For Sclare, it is this signature style of Nikkei that makes Chotto Matte stand out from the rest, and that it is this uniqueness that is key to their success. It’s fusion of flavours keeps both the chefs and customers interested and eager to develop, and lends itself to an expansion, he believes.
He continues: “Opening the box of flavours of Japanese mixed with Peru was just addictive and amazing for me when I worked at creating the taste here at Chateau Mata. When I compare the rules that we’ve created and developed and allowed to use here, to other London Japanese restaurants, which are only traditional Japanese, I feel like our flavour and the taste profiles are so much more my style. And I think customers respond to that uniqueness.”
Creating an individual style in Marleybone
Expansion is something every restaurant craves, but can also often be a double-edged sword. While it represents proof of success and a validation of what you are trying to achieve, simply replicating the original without exploring new avenues of direction with each branch could lead to a dilution of the product. For Sanchez, who is a new addition to the Chotto Matte brand, and Sclare, having clarity on each individual restaurant’s place within the system is crucial.

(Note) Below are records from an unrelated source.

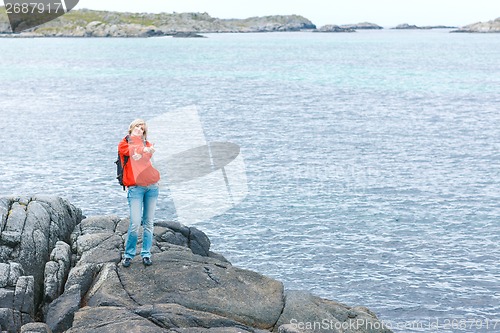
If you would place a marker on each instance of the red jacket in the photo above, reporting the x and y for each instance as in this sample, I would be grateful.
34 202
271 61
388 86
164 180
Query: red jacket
137 172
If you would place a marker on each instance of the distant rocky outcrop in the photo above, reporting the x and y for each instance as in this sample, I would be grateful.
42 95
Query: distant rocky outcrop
362 26
333 28
482 27
61 272
91 23
406 26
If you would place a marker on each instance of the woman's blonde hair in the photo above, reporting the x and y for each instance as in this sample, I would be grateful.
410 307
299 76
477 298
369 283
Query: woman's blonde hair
139 122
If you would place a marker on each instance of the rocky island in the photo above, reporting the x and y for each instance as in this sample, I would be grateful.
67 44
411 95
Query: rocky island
62 272
482 27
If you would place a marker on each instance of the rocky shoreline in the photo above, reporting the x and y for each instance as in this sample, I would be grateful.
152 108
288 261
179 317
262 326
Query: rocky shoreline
62 272
91 23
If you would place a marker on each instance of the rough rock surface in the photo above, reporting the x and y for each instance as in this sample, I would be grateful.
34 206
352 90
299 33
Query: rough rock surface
483 27
333 28
62 273
362 26
91 23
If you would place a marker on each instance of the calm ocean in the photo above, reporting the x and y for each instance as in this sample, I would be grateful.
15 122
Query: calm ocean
373 158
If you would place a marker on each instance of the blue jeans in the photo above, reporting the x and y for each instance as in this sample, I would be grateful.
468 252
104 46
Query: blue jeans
142 204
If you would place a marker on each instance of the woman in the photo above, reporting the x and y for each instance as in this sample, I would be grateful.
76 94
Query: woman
141 179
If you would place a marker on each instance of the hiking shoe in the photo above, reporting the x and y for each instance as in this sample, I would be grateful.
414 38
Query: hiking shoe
127 262
146 261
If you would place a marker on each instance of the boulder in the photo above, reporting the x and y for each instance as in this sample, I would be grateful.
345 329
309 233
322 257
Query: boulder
362 26
188 289
482 27
333 28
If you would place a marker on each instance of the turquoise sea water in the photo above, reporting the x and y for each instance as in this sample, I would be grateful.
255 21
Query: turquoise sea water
373 158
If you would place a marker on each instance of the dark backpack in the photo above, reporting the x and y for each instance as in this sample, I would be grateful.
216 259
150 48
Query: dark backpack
120 167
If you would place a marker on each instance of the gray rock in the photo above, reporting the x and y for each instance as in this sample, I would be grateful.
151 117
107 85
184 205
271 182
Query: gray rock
206 284
35 328
406 26
38 223
482 27
304 312
56 271
333 28
362 26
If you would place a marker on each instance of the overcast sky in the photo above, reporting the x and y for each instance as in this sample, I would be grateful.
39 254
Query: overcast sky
386 13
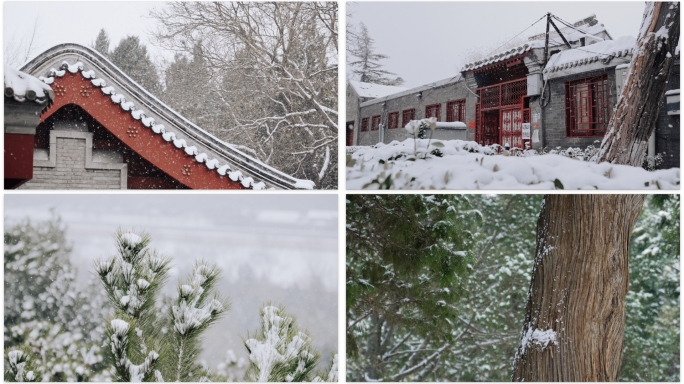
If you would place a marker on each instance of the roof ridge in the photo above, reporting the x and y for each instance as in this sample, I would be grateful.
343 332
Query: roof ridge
157 107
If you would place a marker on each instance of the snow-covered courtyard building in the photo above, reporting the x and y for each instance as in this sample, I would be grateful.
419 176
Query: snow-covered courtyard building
98 129
513 97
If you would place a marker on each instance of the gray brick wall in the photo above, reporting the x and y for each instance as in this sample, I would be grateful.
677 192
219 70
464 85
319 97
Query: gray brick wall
438 95
69 169
553 116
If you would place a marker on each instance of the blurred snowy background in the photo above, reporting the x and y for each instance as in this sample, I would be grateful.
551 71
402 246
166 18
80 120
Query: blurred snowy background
276 248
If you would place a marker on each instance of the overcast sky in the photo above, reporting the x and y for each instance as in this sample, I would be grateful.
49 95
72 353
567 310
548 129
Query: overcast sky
79 22
426 41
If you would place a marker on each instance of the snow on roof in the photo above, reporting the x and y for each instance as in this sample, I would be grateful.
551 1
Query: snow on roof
501 56
588 27
182 128
22 87
374 90
602 52
415 90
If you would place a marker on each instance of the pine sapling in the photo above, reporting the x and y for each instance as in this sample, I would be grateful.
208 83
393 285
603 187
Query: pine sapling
279 351
18 366
197 307
131 280
330 374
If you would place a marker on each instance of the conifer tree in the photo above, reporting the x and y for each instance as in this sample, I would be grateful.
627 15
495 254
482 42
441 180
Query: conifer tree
19 367
407 259
133 59
367 67
280 351
101 43
47 315
132 279
197 307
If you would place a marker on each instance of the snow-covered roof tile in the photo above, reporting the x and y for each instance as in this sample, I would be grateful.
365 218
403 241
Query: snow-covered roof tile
370 90
229 159
435 84
504 55
21 87
602 52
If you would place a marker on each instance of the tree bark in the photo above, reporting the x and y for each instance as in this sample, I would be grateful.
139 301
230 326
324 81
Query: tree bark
633 120
575 315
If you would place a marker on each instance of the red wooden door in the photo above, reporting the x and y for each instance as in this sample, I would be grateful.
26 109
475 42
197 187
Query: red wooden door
511 128
490 127
350 133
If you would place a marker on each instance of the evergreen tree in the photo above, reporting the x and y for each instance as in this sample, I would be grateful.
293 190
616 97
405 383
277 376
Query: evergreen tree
279 352
407 260
197 307
19 367
367 67
101 43
132 58
651 351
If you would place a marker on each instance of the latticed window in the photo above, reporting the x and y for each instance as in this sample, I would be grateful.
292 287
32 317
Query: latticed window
364 124
393 120
375 123
456 110
587 106
407 115
433 110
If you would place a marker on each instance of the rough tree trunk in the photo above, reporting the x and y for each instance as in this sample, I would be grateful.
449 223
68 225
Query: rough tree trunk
575 315
634 118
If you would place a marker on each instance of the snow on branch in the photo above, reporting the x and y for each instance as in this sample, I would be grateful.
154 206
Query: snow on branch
280 351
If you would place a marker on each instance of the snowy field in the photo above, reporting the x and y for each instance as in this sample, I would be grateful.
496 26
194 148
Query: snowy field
282 249
456 164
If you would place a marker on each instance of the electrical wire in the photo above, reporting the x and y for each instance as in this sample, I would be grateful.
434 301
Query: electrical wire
495 50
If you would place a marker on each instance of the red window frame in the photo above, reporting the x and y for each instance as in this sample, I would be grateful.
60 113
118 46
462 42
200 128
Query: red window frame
434 110
407 115
393 120
456 110
364 124
587 106
375 123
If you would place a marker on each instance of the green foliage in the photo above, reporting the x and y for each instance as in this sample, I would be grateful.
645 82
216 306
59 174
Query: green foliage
132 278
279 351
198 306
651 350
19 367
101 43
56 322
407 259
132 58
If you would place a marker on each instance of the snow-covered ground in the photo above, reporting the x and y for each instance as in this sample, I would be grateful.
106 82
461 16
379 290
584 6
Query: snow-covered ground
457 164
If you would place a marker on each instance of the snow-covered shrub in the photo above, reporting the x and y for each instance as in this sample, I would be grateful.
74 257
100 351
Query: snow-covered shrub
280 351
56 322
197 307
19 367
132 279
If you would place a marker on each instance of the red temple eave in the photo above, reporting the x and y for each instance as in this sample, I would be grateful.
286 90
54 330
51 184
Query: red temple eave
152 146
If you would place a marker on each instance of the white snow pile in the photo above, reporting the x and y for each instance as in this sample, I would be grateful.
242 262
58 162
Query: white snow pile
370 90
167 135
131 239
538 337
274 348
24 86
457 164
190 314
605 50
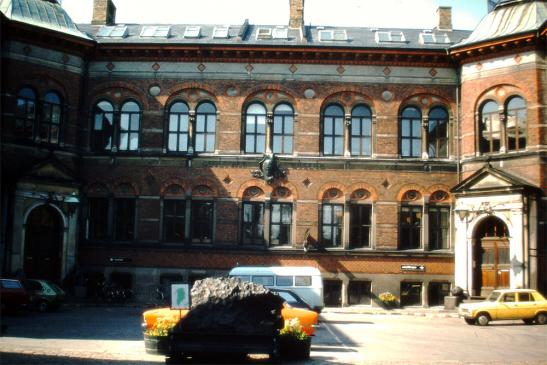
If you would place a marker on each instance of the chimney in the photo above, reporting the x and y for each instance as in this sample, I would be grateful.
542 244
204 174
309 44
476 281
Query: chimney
104 12
296 19
445 18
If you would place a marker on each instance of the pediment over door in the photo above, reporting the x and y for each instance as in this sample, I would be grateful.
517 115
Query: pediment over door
491 180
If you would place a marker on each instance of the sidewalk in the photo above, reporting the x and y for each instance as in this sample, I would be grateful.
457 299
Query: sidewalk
434 312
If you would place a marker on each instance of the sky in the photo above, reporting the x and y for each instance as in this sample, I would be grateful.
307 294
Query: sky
359 13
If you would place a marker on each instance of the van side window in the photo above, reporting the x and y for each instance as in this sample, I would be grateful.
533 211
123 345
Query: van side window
243 277
283 280
263 279
302 280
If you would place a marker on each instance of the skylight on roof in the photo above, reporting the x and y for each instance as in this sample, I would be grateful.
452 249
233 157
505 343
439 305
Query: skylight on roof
117 31
159 31
221 32
280 33
192 31
393 36
333 35
264 33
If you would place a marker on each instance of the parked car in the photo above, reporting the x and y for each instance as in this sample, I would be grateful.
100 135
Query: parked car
13 295
507 304
308 319
45 295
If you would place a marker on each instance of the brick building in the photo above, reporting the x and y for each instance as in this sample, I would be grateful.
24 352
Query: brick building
402 160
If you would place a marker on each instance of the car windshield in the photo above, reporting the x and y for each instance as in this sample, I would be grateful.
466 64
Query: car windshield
493 296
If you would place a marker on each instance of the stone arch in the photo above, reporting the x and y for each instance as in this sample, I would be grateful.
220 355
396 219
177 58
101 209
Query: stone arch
361 185
204 182
348 98
97 188
125 187
267 189
332 185
167 186
408 187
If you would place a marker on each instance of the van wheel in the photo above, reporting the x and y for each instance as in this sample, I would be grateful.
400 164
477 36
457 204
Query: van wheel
483 319
541 318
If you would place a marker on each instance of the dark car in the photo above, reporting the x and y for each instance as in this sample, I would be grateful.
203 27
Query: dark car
13 295
45 295
291 298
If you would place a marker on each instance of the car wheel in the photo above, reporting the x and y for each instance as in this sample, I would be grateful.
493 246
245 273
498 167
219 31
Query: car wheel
42 306
483 319
469 320
541 318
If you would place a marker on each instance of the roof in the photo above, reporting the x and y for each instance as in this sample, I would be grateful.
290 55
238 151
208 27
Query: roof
509 18
257 35
41 13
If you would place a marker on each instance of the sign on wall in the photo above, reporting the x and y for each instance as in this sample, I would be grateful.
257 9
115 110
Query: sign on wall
180 296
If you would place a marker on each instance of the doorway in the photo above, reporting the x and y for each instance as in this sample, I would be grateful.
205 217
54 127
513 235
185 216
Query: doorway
491 257
43 242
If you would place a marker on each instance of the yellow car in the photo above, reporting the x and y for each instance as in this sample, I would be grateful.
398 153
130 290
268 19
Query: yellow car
507 304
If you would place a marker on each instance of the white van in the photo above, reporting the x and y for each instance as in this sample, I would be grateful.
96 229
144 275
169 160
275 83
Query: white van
305 281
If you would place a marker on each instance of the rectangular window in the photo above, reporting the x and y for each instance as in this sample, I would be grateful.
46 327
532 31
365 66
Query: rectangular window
359 292
283 280
97 218
439 226
331 225
360 223
253 223
263 279
301 280
411 294
124 219
174 218
202 221
410 227
281 221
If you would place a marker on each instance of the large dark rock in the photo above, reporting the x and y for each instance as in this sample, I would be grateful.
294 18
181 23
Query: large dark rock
231 306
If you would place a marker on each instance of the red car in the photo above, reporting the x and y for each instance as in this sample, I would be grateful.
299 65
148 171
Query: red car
13 295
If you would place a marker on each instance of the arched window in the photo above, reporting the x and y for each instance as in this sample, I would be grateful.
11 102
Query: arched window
25 113
333 131
361 131
516 124
177 136
438 133
129 126
283 129
50 122
103 126
411 132
206 115
255 128
489 128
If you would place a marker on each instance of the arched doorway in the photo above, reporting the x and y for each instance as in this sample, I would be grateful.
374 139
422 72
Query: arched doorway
43 242
491 260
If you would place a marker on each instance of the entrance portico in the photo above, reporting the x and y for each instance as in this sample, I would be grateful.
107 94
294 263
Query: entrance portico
495 240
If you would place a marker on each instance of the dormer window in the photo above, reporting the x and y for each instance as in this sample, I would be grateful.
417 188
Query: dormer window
395 37
280 33
155 31
192 31
427 37
264 33
221 32
333 35
117 31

They explain this means being aware of the differences and nuances in clientele, atmosphere, and area, and adapting each menu accordingly. Sclare and Sanchez outline that the inspiration for the Marylebone menu was “very much based” on the signature menu of the Soho flagship, but adapted and expanded to meet the upper market clientele expected in Mayfair.
“When we’re expanding, we’re actually trying to expand with our signature menu and the best dishes that we’ve sold in our flagship store here in Soho for the last eight years, but then we will be expecting a slightly different clientele,” they say.
“Marleybone is a different area to Soho; there’s slightly more budget for the clientele that are eating closer to Mayfair, and there is hope we get an opportunity to use more expensive ingredients. We started with where we think the trends would go with Chotto Matte style food, but we’ve really added in a luxurious element in Marleybone. For example our sea bass ceviche in Soho will be wild sea bass ceviche in Marleybone, and we’ll have the addition of foie gras and king crab and truffles.”
It is this freedom to adapt, but clarity about how each venue fits into the overall Chotto Matte brand that they believe is “crucial” to the success of its expansion.
For Sclare and Sanchez, adaptation comes easily as an evolution of flavours is built into the Chotto Matte brand. They recognise the potential for “traditional Japanese sushi chefs who stick to only Japanese traditions and won’t understand why we add chilli and coriander and lime and all these other ingredients into the food from Peru”.
But for Chotto Matte an embrace of the tension between the traditional and the new is key to the evolution of Nikkei cuisine. Sclare and Sanchez note how they have chefs who stand on “both sides” of the debate in their kitchen. One’s who feel protective over cuisines with rich traditions, and one’s eager to combine and take flavours into new territories. This approach to the menu is mirrored in the company’s approach to expansion, and how it evolves its product across branches. With an eye on the opportunities for exploration expansion offers, but also mindful of the origin, and what made the product work in the first place.